Alone in Brighton
The Times rips apart Cameron's little chat:
If anyone, anywhere, ever again uses the phrase “make this country great again” I will probably write something rude about them in the newspaper. Yes, the country is called Great Britain. It’s a geographical term, not an epithet. You might as well say that a week is a long time in politics. Along with the shouty delivery this spoilt the ending.
Michael White was on an economy drive and only used 601 words to sum up Dave’s utterings:
It was a lacklustre, tick-box speech and Dave had just ticked off non-judgmental compassion. A few minutes later he promised to "recognise marriage in the tax system" ("Hi, marriage"). Behind him, William Hague looked glummer than ever. Years of sitting in cabinet lie ahead of him. Probably.

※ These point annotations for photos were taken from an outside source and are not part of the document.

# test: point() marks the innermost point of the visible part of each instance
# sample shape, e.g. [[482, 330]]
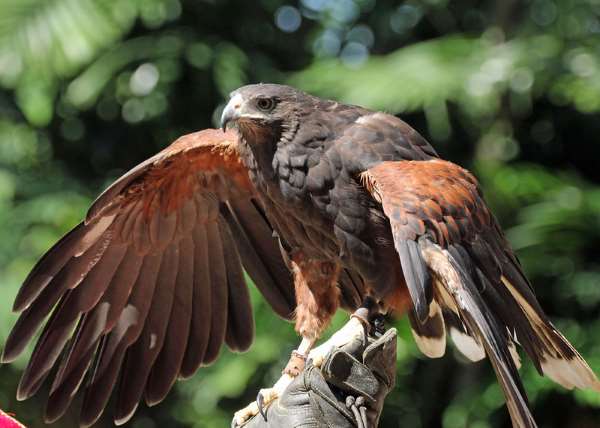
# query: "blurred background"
[[509, 89]]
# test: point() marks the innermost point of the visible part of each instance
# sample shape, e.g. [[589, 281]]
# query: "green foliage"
[[508, 89]]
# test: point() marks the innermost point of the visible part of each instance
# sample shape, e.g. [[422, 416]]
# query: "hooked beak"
[[232, 111]]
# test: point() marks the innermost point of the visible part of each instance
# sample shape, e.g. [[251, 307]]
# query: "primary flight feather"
[[325, 205]]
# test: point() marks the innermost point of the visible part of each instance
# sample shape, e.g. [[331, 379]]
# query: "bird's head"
[[263, 112]]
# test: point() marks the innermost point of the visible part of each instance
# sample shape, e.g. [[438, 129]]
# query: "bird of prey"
[[325, 205]]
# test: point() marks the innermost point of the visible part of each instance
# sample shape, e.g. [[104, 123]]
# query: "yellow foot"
[[265, 397]]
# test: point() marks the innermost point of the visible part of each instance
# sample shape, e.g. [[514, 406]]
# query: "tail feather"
[[484, 323]]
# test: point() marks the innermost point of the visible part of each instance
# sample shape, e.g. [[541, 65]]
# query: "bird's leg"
[[356, 327], [317, 297]]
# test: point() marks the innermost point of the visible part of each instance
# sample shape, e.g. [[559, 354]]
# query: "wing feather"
[[441, 224], [150, 286]]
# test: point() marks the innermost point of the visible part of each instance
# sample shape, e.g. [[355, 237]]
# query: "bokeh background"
[[509, 89]]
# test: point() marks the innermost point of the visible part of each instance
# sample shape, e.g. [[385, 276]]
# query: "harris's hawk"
[[324, 205]]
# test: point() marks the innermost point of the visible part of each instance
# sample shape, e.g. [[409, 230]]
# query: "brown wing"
[[151, 284], [458, 264]]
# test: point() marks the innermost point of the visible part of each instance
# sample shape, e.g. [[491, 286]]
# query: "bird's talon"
[[260, 402]]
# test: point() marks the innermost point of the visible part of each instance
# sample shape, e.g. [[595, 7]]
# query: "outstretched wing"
[[460, 271], [151, 284]]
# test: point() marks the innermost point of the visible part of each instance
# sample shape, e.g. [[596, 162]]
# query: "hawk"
[[324, 205]]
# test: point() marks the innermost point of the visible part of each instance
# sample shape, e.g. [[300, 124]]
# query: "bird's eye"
[[265, 104]]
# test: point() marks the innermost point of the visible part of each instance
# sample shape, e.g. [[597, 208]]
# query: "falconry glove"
[[347, 391]]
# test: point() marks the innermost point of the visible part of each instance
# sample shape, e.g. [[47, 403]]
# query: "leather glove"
[[348, 391]]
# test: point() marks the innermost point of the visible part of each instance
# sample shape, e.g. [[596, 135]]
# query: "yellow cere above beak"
[[232, 111]]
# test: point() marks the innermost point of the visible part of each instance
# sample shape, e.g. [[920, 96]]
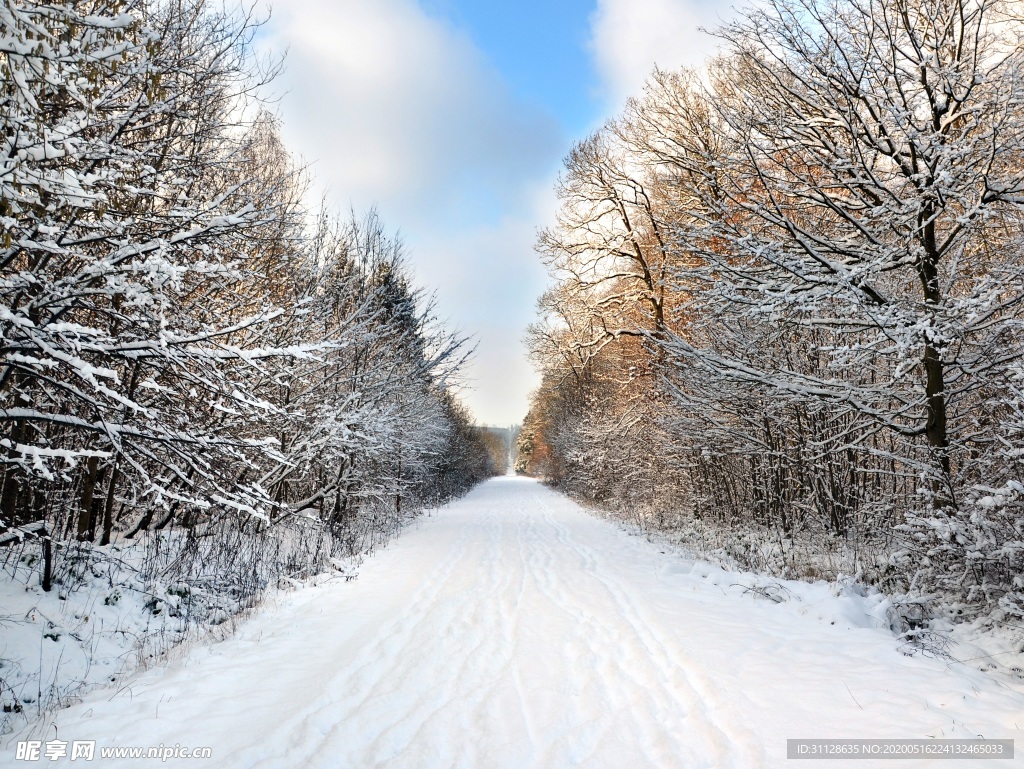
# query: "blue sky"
[[451, 118], [541, 49]]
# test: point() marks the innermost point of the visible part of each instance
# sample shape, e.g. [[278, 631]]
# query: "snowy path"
[[513, 630]]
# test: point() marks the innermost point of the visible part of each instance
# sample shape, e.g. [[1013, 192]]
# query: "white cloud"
[[630, 37], [397, 109], [400, 111]]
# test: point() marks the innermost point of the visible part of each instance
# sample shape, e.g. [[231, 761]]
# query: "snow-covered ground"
[[512, 629]]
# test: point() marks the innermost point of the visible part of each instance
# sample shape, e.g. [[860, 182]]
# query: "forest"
[[205, 378], [785, 317]]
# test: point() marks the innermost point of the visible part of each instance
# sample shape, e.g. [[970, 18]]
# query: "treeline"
[[183, 348], [786, 311]]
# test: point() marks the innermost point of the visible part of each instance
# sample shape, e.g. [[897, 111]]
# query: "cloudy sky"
[[452, 117]]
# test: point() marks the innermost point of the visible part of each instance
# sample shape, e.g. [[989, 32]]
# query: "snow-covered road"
[[512, 629]]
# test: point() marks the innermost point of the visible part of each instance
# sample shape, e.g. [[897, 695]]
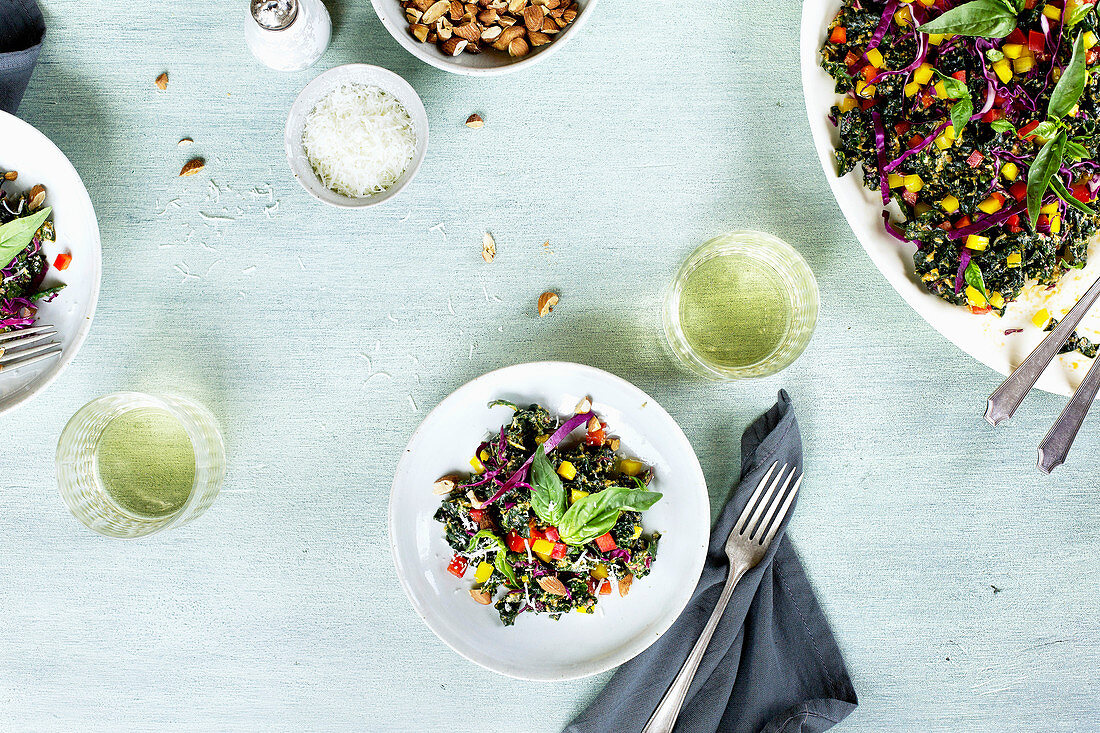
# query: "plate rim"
[[96, 243], [608, 660]]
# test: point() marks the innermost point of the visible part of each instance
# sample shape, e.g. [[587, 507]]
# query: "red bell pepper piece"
[[606, 543], [516, 543], [458, 566]]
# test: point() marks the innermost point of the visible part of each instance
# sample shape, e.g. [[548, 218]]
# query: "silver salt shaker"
[[288, 35]]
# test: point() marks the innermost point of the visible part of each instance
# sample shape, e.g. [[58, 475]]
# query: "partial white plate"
[[982, 337], [39, 161], [538, 647]]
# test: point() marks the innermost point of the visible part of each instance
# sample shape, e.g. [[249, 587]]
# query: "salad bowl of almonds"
[[482, 37]]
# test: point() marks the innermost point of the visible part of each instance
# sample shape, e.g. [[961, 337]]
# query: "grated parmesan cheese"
[[359, 140]]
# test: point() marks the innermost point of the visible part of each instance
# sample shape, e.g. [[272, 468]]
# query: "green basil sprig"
[[501, 560], [18, 233], [595, 514], [548, 494], [963, 109], [983, 19]]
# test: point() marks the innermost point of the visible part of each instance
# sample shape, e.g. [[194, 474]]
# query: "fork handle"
[[664, 718], [1007, 398], [1055, 446]]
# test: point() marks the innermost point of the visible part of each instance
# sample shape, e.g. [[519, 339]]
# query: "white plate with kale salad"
[[50, 255], [961, 140], [549, 521]]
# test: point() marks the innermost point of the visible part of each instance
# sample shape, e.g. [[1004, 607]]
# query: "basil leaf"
[[983, 19], [1071, 85], [1043, 168], [595, 514], [18, 233], [974, 279], [1064, 194], [961, 111], [548, 494], [1078, 13], [501, 561]]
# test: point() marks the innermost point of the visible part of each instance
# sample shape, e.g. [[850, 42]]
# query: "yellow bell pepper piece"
[[484, 570], [975, 297], [977, 242], [923, 73]]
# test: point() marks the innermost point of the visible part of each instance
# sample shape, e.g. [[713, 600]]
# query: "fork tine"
[[782, 513], [755, 522], [25, 331], [21, 360], [754, 498], [758, 529]]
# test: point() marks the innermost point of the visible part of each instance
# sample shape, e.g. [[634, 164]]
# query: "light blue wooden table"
[[661, 126]]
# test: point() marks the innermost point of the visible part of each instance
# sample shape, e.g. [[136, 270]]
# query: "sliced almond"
[[435, 12], [547, 302], [446, 484], [469, 31], [453, 46], [552, 586], [36, 197], [193, 166], [625, 584], [488, 248], [532, 18]]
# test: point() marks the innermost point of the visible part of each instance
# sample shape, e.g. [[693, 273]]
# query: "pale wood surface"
[[660, 126]]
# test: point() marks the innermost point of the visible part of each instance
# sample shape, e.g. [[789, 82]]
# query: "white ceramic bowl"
[[488, 63], [538, 647], [39, 161], [982, 337], [367, 75]]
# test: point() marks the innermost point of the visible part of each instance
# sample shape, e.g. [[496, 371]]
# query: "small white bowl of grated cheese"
[[355, 135]]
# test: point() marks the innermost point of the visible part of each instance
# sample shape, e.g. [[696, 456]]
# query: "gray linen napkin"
[[772, 665], [21, 31]]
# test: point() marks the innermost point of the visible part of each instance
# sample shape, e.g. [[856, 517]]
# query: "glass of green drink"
[[743, 305], [130, 463]]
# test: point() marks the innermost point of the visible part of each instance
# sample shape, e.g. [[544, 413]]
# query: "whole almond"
[[193, 166], [552, 586], [547, 302]]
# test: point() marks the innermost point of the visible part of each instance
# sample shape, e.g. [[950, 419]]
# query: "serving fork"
[[18, 348], [747, 545]]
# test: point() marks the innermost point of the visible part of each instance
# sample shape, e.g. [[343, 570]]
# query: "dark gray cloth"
[[772, 665], [21, 31]]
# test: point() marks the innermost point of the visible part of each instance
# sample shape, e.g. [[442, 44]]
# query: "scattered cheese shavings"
[[359, 139]]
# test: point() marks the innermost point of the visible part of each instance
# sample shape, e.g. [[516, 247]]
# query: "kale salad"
[[23, 266], [981, 121], [547, 524]]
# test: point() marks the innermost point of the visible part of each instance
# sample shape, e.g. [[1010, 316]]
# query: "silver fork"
[[17, 348], [747, 545]]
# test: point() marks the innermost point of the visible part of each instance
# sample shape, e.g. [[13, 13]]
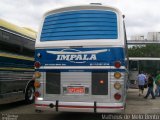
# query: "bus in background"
[[80, 60], [16, 63]]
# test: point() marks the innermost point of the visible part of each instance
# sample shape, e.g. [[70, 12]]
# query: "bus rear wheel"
[[29, 95]]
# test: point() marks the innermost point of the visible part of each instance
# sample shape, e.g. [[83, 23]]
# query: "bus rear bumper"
[[93, 107]]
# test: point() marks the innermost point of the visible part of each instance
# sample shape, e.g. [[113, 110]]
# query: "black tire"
[[29, 95]]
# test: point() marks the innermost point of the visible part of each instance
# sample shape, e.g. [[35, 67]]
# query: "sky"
[[142, 16]]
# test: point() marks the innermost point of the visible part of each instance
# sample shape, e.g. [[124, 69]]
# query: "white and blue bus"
[[80, 60]]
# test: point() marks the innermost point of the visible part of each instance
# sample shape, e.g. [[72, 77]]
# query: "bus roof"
[[81, 7], [21, 30]]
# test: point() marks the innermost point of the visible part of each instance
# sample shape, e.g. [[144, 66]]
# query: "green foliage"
[[149, 50]]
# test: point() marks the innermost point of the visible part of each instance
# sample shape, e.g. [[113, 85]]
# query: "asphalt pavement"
[[136, 105]]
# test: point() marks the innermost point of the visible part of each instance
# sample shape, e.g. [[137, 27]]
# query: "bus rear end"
[[80, 63]]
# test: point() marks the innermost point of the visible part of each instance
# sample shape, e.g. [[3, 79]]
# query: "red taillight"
[[117, 64], [37, 64], [36, 94], [117, 96], [101, 81]]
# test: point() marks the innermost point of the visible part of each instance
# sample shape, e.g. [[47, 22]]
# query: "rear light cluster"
[[117, 64], [37, 75], [117, 96], [117, 85]]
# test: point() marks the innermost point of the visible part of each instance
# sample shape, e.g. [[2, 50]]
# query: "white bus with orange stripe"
[[80, 60]]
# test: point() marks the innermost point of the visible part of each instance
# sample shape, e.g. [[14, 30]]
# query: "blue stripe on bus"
[[12, 62], [79, 33], [80, 25], [85, 19], [81, 70], [103, 28]]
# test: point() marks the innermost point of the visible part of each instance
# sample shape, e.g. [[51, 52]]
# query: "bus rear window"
[[80, 25]]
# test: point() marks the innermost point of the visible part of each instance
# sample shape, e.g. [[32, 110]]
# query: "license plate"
[[76, 90]]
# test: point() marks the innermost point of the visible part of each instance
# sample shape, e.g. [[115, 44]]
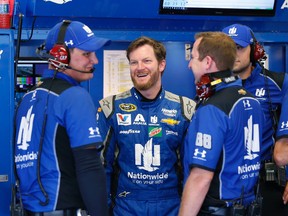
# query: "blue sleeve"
[[76, 112], [107, 133], [282, 130], [92, 181]]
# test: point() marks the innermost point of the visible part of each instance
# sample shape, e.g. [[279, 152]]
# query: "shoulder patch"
[[107, 105], [188, 107]]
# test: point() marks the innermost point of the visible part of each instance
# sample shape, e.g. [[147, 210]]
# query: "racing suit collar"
[[255, 73], [147, 102], [49, 73]]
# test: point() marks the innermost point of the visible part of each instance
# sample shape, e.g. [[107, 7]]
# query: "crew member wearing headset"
[[269, 88], [281, 147], [57, 139], [143, 129], [222, 146]]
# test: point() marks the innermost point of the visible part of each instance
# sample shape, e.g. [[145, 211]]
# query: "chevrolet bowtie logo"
[[123, 194]]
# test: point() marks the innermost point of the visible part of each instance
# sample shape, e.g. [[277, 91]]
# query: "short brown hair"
[[219, 46], [158, 47]]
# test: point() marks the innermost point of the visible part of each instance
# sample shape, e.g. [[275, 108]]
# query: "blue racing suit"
[[225, 137], [57, 173], [269, 88], [142, 141]]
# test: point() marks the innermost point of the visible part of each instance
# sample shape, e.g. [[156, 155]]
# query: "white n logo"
[[251, 140], [25, 130], [147, 154], [260, 92]]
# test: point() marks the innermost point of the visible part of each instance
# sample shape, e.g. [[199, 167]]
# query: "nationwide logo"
[[242, 92], [251, 142], [155, 131], [58, 1], [130, 131], [170, 121], [93, 132], [147, 157], [139, 120], [168, 132], [284, 125], [123, 119], [25, 130], [128, 107]]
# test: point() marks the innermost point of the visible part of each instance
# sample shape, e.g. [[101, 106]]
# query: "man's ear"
[[209, 62], [162, 65]]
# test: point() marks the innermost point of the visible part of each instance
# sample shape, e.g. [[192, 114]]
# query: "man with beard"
[[269, 88], [143, 130]]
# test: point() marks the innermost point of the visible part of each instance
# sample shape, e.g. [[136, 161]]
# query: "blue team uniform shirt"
[[269, 88], [224, 137], [65, 99], [142, 141]]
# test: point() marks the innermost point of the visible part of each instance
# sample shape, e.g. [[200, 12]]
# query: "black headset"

The last word goes to Simon Carr:
That was a persuasive speech by any measure. From the first standing ovation I was persuaded that Gordon Brown could still be there after the election. Normally, Cameron is good at these things, but at no point yesterday did he produce the tingle that tells you you're a Tory.
Who were all those people sitting behind Cameron?
Well two of them are lobbyists, a breed condemned by Cameron just a few weeks ago, who are yearning to become MPs at the election.
There they all sat in the hope that Our Dave can work his magic on the electorate. At the end of the day this is very much a party of one man who does, in very sense of the word, stand out from the crowd.
It just wasn't the same in 1997 when Labour was stacked with talent. Then, even Gordon Brown would have won by a landside.
We are on the verge of an election, which will be dominated by the personality and character of the party leaders.
The electorate may not want five more years of Gordon Brown, but there is also considerable doubt whether they want David Cameron.